Figure 1 is a graph of the -Yt and % characteristics of primary color filters, Figure 2 is a graph of the spectral characteristics of complementary color filters, and Figure 3 is a graph of blue ('B) obtained with a conventional solid-state imaging device. ), FIG. 4 and wJ5fm are a top view and a top view of the main parts of a color solid-state imaging device according to an embodiment of the present invention, respectively, and FIG. 6 is a set of colors used in the same device. The plan view of the filter, Figures 7 and 8 are graphs of the spectral characteristics of each filter used in the same device, and Figure 9 is a graph of the spectral characteristics of blue (B), which is 4Q produced by the same device. Ruru. 1... Photoelectric conversion unit, 2... Color filter, '20...
- Set of color filters, 21... White (W) filter,
22... Green (G) filter, 23... Semi-cyan (
A C filter, of course...a quasi-yellow (Y') filter. Applicant's agent Kiyotaka Inomata 4 Wavelength (7La) - Child 3 (limb length m) Figure 5 Child 6

Claims (1)

[Scope of Claims] A plurality of types of color filters that selectively transmit incident light according to its spectral characteristics, and a signal charge that is generated and accumulated according to the intensity of the transmitted light of the plurality of color filters.

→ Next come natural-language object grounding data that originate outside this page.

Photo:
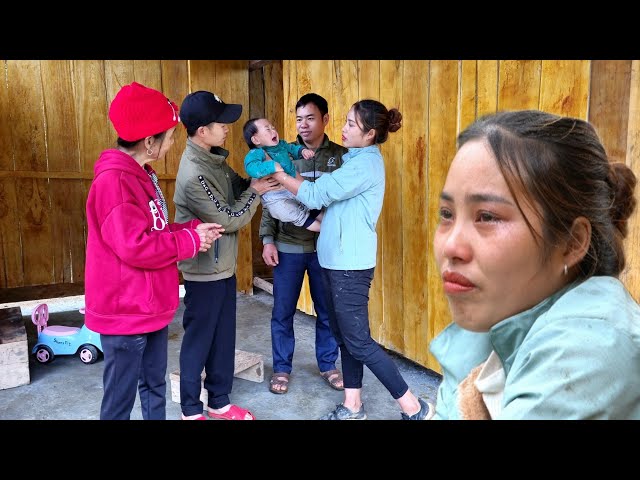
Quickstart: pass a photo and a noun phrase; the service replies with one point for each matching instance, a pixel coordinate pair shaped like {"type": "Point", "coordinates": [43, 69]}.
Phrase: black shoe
{"type": "Point", "coordinates": [343, 413]}
{"type": "Point", "coordinates": [426, 412]}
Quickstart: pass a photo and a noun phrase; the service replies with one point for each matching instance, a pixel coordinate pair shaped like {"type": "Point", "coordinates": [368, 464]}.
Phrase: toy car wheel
{"type": "Point", "coordinates": [88, 354]}
{"type": "Point", "coordinates": [44, 354]}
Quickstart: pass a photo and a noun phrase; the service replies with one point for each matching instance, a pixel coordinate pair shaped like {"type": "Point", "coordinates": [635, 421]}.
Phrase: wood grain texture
{"type": "Point", "coordinates": [392, 220]}
{"type": "Point", "coordinates": [149, 74]}
{"type": "Point", "coordinates": [468, 94]}
{"type": "Point", "coordinates": [95, 132]}
{"type": "Point", "coordinates": [118, 73]}
{"type": "Point", "coordinates": [369, 87]}
{"type": "Point", "coordinates": [441, 150]}
{"type": "Point", "coordinates": [519, 84]}
{"type": "Point", "coordinates": [487, 89]}
{"type": "Point", "coordinates": [67, 227]}
{"type": "Point", "coordinates": [11, 265]}
{"type": "Point", "coordinates": [274, 100]}
{"type": "Point", "coordinates": [610, 85]}
{"type": "Point", "coordinates": [415, 184]}
{"type": "Point", "coordinates": [35, 231]}
{"type": "Point", "coordinates": [7, 152]}
{"type": "Point", "coordinates": [60, 116]}
{"type": "Point", "coordinates": [631, 275]}
{"type": "Point", "coordinates": [27, 123]}
{"type": "Point", "coordinates": [564, 87]}
{"type": "Point", "coordinates": [175, 85]}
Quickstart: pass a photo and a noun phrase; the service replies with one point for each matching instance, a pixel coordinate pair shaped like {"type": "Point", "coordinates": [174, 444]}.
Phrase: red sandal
{"type": "Point", "coordinates": [234, 413]}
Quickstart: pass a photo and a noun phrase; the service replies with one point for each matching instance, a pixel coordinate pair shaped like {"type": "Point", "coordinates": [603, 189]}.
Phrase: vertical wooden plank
{"type": "Point", "coordinates": [274, 100]}
{"type": "Point", "coordinates": [487, 89]}
{"type": "Point", "coordinates": [35, 222]}
{"type": "Point", "coordinates": [27, 128]}
{"type": "Point", "coordinates": [67, 230]}
{"type": "Point", "coordinates": [391, 224]}
{"type": "Point", "coordinates": [442, 147]}
{"type": "Point", "coordinates": [203, 76]}
{"type": "Point", "coordinates": [631, 275]}
{"type": "Point", "coordinates": [369, 87]}
{"type": "Point", "coordinates": [118, 73]}
{"type": "Point", "coordinates": [149, 74]}
{"type": "Point", "coordinates": [468, 97]}
{"type": "Point", "coordinates": [60, 116]}
{"type": "Point", "coordinates": [257, 94]}
{"type": "Point", "coordinates": [415, 234]}
{"type": "Point", "coordinates": [25, 95]}
{"type": "Point", "coordinates": [609, 106]}
{"type": "Point", "coordinates": [11, 266]}
{"type": "Point", "coordinates": [345, 94]}
{"type": "Point", "coordinates": [290, 96]}
{"type": "Point", "coordinates": [95, 132]}
{"type": "Point", "coordinates": [519, 84]}
{"type": "Point", "coordinates": [7, 152]}
{"type": "Point", "coordinates": [175, 85]}
{"type": "Point", "coordinates": [564, 87]}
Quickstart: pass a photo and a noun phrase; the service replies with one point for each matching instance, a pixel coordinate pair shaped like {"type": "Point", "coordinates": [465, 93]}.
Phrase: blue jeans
{"type": "Point", "coordinates": [348, 303]}
{"type": "Point", "coordinates": [135, 362]}
{"type": "Point", "coordinates": [287, 283]}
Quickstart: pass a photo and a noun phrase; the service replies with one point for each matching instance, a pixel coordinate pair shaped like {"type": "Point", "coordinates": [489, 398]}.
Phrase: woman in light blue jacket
{"type": "Point", "coordinates": [529, 248]}
{"type": "Point", "coordinates": [347, 245]}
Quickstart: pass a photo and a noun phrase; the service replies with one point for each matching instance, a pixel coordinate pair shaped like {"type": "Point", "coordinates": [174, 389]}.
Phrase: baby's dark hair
{"type": "Point", "coordinates": [249, 130]}
{"type": "Point", "coordinates": [372, 114]}
{"type": "Point", "coordinates": [562, 167]}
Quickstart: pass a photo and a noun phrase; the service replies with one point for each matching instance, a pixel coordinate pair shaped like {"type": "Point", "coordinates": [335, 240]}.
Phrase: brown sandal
{"type": "Point", "coordinates": [280, 380]}
{"type": "Point", "coordinates": [333, 378]}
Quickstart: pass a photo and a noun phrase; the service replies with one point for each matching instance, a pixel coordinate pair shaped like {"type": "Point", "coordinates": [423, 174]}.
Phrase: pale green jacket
{"type": "Point", "coordinates": [575, 355]}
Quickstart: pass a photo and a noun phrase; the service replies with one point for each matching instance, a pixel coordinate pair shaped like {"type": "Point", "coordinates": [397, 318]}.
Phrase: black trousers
{"type": "Point", "coordinates": [209, 343]}
{"type": "Point", "coordinates": [135, 362]}
{"type": "Point", "coordinates": [348, 305]}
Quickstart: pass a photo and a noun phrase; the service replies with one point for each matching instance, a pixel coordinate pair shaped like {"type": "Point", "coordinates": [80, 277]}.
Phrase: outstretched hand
{"type": "Point", "coordinates": [208, 233]}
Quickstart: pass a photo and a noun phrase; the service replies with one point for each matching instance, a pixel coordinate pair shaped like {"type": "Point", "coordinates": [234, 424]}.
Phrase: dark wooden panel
{"type": "Point", "coordinates": [60, 116]}
{"type": "Point", "coordinates": [25, 97]}
{"type": "Point", "coordinates": [67, 227]}
{"type": "Point", "coordinates": [7, 152]}
{"type": "Point", "coordinates": [95, 132]}
{"type": "Point", "coordinates": [175, 85]}
{"type": "Point", "coordinates": [610, 86]}
{"type": "Point", "coordinates": [35, 230]}
{"type": "Point", "coordinates": [11, 265]}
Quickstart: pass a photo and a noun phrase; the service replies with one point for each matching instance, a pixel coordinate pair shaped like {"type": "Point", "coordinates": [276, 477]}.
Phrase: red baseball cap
{"type": "Point", "coordinates": [138, 112]}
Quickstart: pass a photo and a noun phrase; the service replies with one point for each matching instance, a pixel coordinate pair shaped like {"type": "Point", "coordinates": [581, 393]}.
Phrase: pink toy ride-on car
{"type": "Point", "coordinates": [60, 340]}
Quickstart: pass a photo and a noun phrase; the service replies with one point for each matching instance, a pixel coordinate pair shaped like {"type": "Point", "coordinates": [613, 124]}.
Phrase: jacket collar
{"type": "Point", "coordinates": [216, 155]}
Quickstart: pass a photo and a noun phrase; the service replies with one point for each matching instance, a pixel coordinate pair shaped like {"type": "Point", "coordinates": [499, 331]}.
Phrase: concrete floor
{"type": "Point", "coordinates": [67, 389]}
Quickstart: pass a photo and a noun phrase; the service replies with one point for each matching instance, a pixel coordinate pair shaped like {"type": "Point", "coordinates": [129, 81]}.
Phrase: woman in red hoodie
{"type": "Point", "coordinates": [131, 277]}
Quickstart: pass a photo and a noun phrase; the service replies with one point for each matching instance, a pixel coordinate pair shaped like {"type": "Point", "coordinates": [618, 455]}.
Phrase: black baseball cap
{"type": "Point", "coordinates": [201, 108]}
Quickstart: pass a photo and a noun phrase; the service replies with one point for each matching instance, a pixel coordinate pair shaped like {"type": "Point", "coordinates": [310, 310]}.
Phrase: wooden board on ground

Equipped with a photoelectric conversion section and an output section that reads out and outputs the signal charge accumulated in the photoelectric conversion section, the signal charge contained in the incident light is
- In a color solid-state imaging device that obtains an output signal according to the strength of three primary color components, the spectral characteristics of at least one color filter among the plurality of types of color filters are determined with respect to one of the three primary colors. A color solid-state imaging device characterized by having a non-transmissive region having substantially the same spectral characteristics as complementary colors and near a wavelength intermediate between the wavelengths of the other two of the three primary colors.